CPO and soybean, which are competing for the same export destinations, always moved in tandem.
The crude oil market, which pulled back after gaining more than five per cent two days ago, also provided support to the vegetable oil market, another dealer said.
However, the overall volume is expected to be thin on expectation of less orders from China ahead of the country’s National Holiday next week, he said.
At close, CPO futures for the October 2009 contract rose RM26 to settle at RM2,162 per tonne and November 2009 advanced RM24 to RM2,131 per tonne.

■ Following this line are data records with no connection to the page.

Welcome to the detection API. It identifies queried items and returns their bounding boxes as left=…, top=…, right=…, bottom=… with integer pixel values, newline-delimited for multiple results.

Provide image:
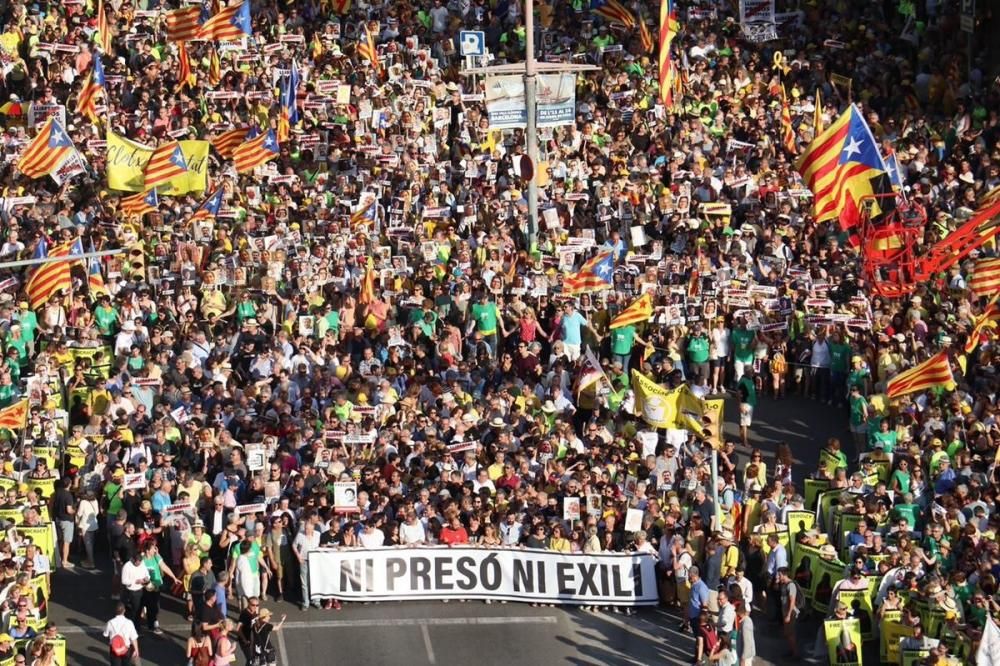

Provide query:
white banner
left=309, top=546, right=658, bottom=606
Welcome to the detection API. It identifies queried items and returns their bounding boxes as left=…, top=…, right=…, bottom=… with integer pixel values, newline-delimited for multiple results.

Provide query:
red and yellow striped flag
left=0, top=398, right=28, bottom=430
left=144, top=141, right=187, bottom=190
left=210, top=127, right=250, bottom=160
left=97, top=0, right=111, bottom=55
left=358, top=257, right=375, bottom=305
left=357, top=25, right=382, bottom=76
left=639, top=21, right=656, bottom=53
left=25, top=261, right=73, bottom=310
left=813, top=88, right=824, bottom=136
left=208, top=48, right=222, bottom=87
left=885, top=351, right=955, bottom=398
left=176, top=42, right=198, bottom=92
left=17, top=118, right=75, bottom=178
left=969, top=259, right=1000, bottom=298
left=610, top=291, right=653, bottom=328
left=166, top=4, right=201, bottom=42
left=965, top=292, right=1000, bottom=354
left=659, top=0, right=680, bottom=111
left=781, top=85, right=797, bottom=155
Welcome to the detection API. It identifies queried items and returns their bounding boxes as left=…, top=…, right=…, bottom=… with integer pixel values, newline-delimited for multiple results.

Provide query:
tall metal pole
left=712, top=446, right=722, bottom=531
left=524, top=0, right=538, bottom=252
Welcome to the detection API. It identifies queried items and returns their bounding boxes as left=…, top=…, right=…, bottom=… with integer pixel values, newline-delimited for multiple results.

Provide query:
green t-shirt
left=472, top=303, right=500, bottom=335
left=731, top=328, right=757, bottom=363
left=611, top=324, right=635, bottom=356
left=851, top=395, right=868, bottom=425
left=94, top=307, right=118, bottom=335
left=871, top=430, right=898, bottom=453
left=688, top=335, right=708, bottom=363
left=889, top=469, right=916, bottom=496
left=142, top=555, right=163, bottom=588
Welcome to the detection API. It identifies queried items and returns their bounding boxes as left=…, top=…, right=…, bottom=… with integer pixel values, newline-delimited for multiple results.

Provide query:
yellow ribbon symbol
left=771, top=51, right=792, bottom=74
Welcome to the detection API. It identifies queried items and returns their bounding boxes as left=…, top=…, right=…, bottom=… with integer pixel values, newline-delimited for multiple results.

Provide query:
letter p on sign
left=458, top=30, right=486, bottom=57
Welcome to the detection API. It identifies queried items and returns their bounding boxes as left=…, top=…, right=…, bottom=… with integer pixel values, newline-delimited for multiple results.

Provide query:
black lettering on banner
left=611, top=567, right=628, bottom=597
left=385, top=557, right=406, bottom=592
left=556, top=562, right=576, bottom=596
left=434, top=557, right=455, bottom=592
left=340, top=560, right=364, bottom=592
left=479, top=553, right=503, bottom=592
left=514, top=559, right=535, bottom=593
left=632, top=562, right=642, bottom=599
left=578, top=562, right=600, bottom=595
left=455, top=557, right=476, bottom=591
left=410, top=557, right=431, bottom=592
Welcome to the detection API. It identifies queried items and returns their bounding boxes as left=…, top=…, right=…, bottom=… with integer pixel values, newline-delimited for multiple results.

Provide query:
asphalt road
left=51, top=397, right=848, bottom=666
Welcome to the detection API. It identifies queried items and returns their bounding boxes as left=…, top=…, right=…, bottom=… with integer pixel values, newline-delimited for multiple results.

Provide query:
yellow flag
left=107, top=130, right=153, bottom=192
left=632, top=370, right=677, bottom=428
left=107, top=130, right=209, bottom=195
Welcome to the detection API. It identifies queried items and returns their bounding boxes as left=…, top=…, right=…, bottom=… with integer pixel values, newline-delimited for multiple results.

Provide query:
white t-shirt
left=399, top=520, right=427, bottom=546
left=104, top=615, right=139, bottom=645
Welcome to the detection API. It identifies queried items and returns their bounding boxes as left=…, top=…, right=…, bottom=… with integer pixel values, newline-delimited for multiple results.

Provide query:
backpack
left=111, top=636, right=129, bottom=657
left=788, top=580, right=806, bottom=612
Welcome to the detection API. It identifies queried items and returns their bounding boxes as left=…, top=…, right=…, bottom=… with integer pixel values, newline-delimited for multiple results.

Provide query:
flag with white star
left=795, top=104, right=888, bottom=229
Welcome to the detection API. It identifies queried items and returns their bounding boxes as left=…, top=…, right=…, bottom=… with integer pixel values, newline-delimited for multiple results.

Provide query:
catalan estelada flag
left=233, top=130, right=279, bottom=173
left=198, top=2, right=253, bottom=41
left=143, top=141, right=187, bottom=190
left=208, top=49, right=222, bottom=88
left=610, top=291, right=653, bottom=328
left=25, top=261, right=73, bottom=310
left=969, top=259, right=1000, bottom=298
left=0, top=398, right=28, bottom=430
left=357, top=24, right=382, bottom=75
left=177, top=42, right=198, bottom=91
left=166, top=5, right=203, bottom=42
left=76, top=53, right=105, bottom=123
left=209, top=127, right=250, bottom=160
left=659, top=0, right=680, bottom=110
left=781, top=86, right=798, bottom=155
left=97, top=0, right=111, bottom=55
left=278, top=60, right=301, bottom=141
left=563, top=251, right=615, bottom=295
left=965, top=291, right=1000, bottom=354
left=17, top=118, right=76, bottom=178
left=885, top=351, right=955, bottom=398
left=119, top=190, right=160, bottom=217
left=639, top=21, right=656, bottom=53
left=87, top=257, right=110, bottom=298
left=358, top=257, right=375, bottom=305
left=188, top=190, right=222, bottom=224
left=795, top=104, right=885, bottom=230
left=590, top=0, right=636, bottom=28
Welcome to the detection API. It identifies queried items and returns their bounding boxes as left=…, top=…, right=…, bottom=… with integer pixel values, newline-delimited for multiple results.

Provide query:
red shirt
left=441, top=525, right=469, bottom=546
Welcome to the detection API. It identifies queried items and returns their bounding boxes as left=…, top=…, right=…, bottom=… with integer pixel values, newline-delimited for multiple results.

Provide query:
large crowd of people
left=0, top=0, right=1000, bottom=666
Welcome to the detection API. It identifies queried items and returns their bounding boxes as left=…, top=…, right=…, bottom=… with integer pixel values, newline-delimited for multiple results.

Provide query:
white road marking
left=59, top=615, right=559, bottom=637
left=274, top=625, right=292, bottom=665
left=422, top=624, right=437, bottom=664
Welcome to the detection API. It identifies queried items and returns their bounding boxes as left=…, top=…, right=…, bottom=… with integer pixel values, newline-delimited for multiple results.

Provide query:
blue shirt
left=767, top=543, right=788, bottom=578
left=688, top=578, right=708, bottom=620
left=560, top=310, right=587, bottom=345
left=213, top=583, right=229, bottom=617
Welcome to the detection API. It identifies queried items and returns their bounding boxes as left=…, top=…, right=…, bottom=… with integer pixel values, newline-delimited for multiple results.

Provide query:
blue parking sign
left=458, top=30, right=486, bottom=57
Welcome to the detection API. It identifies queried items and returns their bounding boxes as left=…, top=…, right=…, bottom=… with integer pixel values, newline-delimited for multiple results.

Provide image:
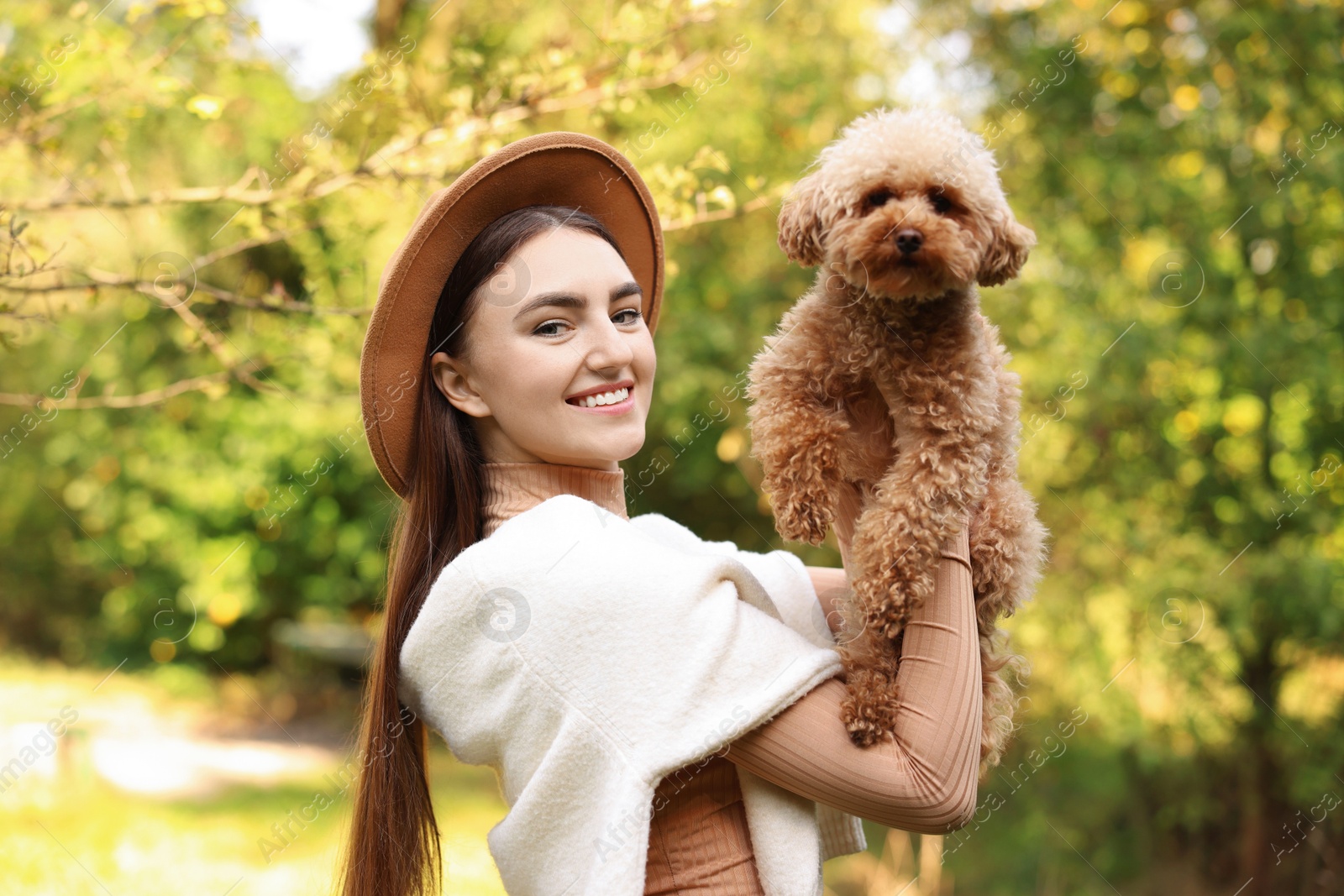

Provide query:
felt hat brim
left=359, top=130, right=664, bottom=498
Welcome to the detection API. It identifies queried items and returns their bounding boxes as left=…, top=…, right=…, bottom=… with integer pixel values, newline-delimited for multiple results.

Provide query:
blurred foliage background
left=0, top=0, right=1344, bottom=896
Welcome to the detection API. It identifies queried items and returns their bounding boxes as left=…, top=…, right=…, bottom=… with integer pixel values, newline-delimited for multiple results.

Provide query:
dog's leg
left=837, top=614, right=900, bottom=747
left=748, top=294, right=849, bottom=544
left=970, top=335, right=1047, bottom=627
left=852, top=415, right=988, bottom=637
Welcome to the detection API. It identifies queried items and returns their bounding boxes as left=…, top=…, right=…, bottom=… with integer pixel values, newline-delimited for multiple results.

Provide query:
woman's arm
left=806, top=567, right=849, bottom=634
left=726, top=527, right=981, bottom=834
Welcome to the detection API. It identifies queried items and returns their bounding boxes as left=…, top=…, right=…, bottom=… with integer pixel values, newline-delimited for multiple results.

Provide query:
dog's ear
left=780, top=175, right=825, bottom=267
left=976, top=208, right=1037, bottom=286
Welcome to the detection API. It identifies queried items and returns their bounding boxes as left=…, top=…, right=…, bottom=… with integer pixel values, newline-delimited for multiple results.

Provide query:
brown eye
left=863, top=190, right=891, bottom=208
left=929, top=192, right=953, bottom=215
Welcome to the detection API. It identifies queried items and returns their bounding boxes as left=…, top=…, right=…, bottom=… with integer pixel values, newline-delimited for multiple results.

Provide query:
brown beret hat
left=359, top=130, right=663, bottom=498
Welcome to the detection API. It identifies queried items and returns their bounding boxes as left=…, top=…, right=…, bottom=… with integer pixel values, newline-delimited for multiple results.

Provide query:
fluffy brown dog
left=748, top=109, right=1047, bottom=771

For other contracts months, December 2009 and January 2010 added RM10 and RM12 respectively to settle at RM2,115 per tonne.
Yesterday’s turnover, however, was lower at 9,041 lots compared to 16,056 lots the previous day while open interest rose to 95,200 contracts from 92,125 contracts earlier.
On the physical market, October South was traded at RM2,200 per tonne, up from RM2,170 per tonne recorded for the September South contract the previous day.